August 31, 2005 

Correction • Bushwhacking • The Chopping Block • The Road Less Traveled

Correction

The title of last week's New York Times crossword puzzle should have been "'Lighten Up,' by Patrick Merrell and edited by Will Shortz." We appreciate the calls to notify us of the error, especially since the corrected title seems oddly appropriate to those calls.

Bushwhacking

While he rides his bike through mountain resorts, he urges the masses to stay the course. Meanwhile, our soldiers are getting their asses blown off in a chaotic civil war created by Bush! And as the fanatical Christians bask in the glory of their new-found power, they urge the assassination of sovereign national leaders who oppose our heavy handed policies, salivating at the opportunity to place their Christian dogma in the public schools so they can create a new generation of God-loving people who are willing to kill anyone who thinks differently than them.

I used to think religion was a good guideline for society. Now it has become a rallying war cry to kill, deny science and bend the truth to advance an abusive agenda of fear and hatred. I see the injection of religion into governments as a sure way to bring violence and hatred to the forefront.

Why are these men of God not standing up for love and tolerance? Helping the poor and helpless? Instead they are greedy war hawks. Bush-the Christian who will "save" America from its evil ways-puts his thumb on science, brings war with a smirk and the quote of "Bring it on!" He has done more to help the rich than any other segment of society. It is beyond absurd! I have never seen how power and religion are a bad mix like I am witnessing now. The history of religious conflict we read about seemed caused by a basic ignorance that a modern society should see past. But Bush has brought it back in full force and urges us to stay the course.

-Kevin Mills, Boise

The Chopping Block

It seems that you cannot turn on the news anymore without hearing a new case of some sort of sex abuse or rape. Several years ago, Denmark did an experiment where they gave sex offenders a choice of staying in jail or castration. They were astonished at the success rate: 85 percent of the offenders never committed another sex offense! Can our present way of dealing with these offenders boast this kind of success? Certainly not.

It is long past due that we try a different approach. I'm aware that the Constitution says we cannot administer "cruel and unusual punishment," but times have changed. When our children's lives are at stake, are a sex offender's testicles that important?

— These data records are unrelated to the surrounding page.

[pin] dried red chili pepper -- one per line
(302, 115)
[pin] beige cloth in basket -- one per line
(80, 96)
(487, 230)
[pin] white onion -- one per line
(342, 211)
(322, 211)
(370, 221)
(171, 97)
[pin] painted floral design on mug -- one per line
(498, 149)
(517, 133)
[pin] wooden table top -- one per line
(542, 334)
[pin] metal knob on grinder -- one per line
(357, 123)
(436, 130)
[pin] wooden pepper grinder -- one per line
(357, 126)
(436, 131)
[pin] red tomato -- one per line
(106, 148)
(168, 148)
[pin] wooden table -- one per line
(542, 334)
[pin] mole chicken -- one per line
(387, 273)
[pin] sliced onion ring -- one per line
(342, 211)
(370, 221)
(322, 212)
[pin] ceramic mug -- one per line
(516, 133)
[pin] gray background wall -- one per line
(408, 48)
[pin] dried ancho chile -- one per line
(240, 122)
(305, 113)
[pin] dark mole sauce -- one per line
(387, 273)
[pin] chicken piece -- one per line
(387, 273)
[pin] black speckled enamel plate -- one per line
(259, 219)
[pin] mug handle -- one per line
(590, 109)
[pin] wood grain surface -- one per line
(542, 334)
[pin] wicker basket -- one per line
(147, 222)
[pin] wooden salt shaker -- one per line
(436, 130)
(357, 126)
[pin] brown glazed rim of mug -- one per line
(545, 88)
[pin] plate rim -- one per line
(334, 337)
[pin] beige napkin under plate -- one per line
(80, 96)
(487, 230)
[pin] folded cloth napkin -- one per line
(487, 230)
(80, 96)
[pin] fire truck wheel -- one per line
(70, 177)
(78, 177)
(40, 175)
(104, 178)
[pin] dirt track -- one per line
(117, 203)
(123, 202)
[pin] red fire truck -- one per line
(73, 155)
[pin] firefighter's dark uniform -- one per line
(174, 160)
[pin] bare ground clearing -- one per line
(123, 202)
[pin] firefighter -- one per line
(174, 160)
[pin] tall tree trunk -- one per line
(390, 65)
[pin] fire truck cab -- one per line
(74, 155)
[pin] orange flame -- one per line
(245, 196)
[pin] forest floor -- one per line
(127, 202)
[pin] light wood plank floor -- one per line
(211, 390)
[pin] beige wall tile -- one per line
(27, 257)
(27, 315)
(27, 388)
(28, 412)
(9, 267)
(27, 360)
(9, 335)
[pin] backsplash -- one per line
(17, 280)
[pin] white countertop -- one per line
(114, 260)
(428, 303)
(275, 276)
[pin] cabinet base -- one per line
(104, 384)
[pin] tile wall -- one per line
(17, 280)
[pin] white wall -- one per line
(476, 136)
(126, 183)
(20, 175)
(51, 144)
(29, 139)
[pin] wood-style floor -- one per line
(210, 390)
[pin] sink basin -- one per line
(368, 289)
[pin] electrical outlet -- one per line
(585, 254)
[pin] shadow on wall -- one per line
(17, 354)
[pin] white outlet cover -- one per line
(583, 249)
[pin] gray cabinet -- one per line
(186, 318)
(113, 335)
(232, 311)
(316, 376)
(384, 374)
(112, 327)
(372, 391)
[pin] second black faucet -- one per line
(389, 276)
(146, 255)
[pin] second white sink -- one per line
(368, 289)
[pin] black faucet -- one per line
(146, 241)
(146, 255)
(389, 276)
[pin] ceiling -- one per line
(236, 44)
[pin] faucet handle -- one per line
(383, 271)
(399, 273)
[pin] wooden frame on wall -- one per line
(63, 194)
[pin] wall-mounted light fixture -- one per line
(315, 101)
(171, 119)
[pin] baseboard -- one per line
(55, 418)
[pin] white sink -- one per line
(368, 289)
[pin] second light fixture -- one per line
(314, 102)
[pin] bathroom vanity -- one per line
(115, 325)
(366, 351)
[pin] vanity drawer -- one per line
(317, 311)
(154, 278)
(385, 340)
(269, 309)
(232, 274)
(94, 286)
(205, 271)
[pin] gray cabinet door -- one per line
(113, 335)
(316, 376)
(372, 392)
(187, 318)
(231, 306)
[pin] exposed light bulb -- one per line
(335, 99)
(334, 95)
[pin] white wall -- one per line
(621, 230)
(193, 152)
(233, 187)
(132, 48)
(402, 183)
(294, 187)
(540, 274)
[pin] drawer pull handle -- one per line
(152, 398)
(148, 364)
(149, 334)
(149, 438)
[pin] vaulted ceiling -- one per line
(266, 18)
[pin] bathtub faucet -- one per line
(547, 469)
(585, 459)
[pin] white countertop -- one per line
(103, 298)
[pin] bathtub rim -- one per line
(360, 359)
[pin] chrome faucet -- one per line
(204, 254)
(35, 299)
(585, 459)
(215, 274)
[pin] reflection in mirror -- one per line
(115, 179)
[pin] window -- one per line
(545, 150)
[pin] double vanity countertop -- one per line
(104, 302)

There are those who claim castration won't stop them. They fail to understand that it is testosterone that drives the libido that drives the sex offender. Take away the testosterone, and after about six months, the sex drive dies. It really isn't that complex of a problem; any rancher can tell you about his steers. Or maybe your dog, your cat or your horse. It really does work.

Can we afford to continue to warehouse these degenerates, knowing that someday they will get back out and destroy another person's life again? If they refuse to submit to surgical castration, they need to be incarcerated for life. It will be their choice, knowing full well they will never be free again. Then and only then will we slow down this insidious crime.

We hand out the death penalty; I see no reason that we can't hand down a "castration or life in prison" sentence. It is a proven fact: Once a sex offender, always a sex offender, they cannot be rehabilitated (without castration). Perhaps without so much libido, they could then become productive citizens again instead of spending the rest of their lives in prison at taxpayers' expense. We are at a crossroads-our prisons are full and running over. This is why so many of them are let back out to victimize again, but short of giving them all the death penalty, do you have a better idea? Let's hear it. We need new laws.

Contact your federal and state representatives and demand action. This insidious problem won't go away without drastic actions.

-Bart Eben, Mountain Home

The Road Less Traveled

A new Forest Service policy threatens over 9.3 million acres of roadless areas in Idaho. I am familiar with two roadless areas in the Clearwater National Forest. One is the Eldorado Creek area. Forest Service roads through this area allow fairly easy access, as well as quite a few restricted roads available for various recreational uses. The area has been logged some years ago, but it has now restored itself to a healthy forest containing Grand and Douglas fir, Ponderosa pine, larch and an unusual amount of deciduous trees and bushes, thus making for excellent big game habitat. Several historic sites visited by Lewis and Clark are also in or near the area.

The other area is the Weir-Post Office area north of the Lochsa. The Lolo motorway runs through the area, along with a few other access roads. It is an extremely rugged and beautiful forest, which probably looks about the same as when the Corps of Discovery passed through 200 years ago. The Forest Service is recommending keeping this area classified as roadless.

I hope others will join me in soliciting Gov. Kempthrone not to allow further development in these areas, along with any others that you know and would hope to continue to enjoy as they are.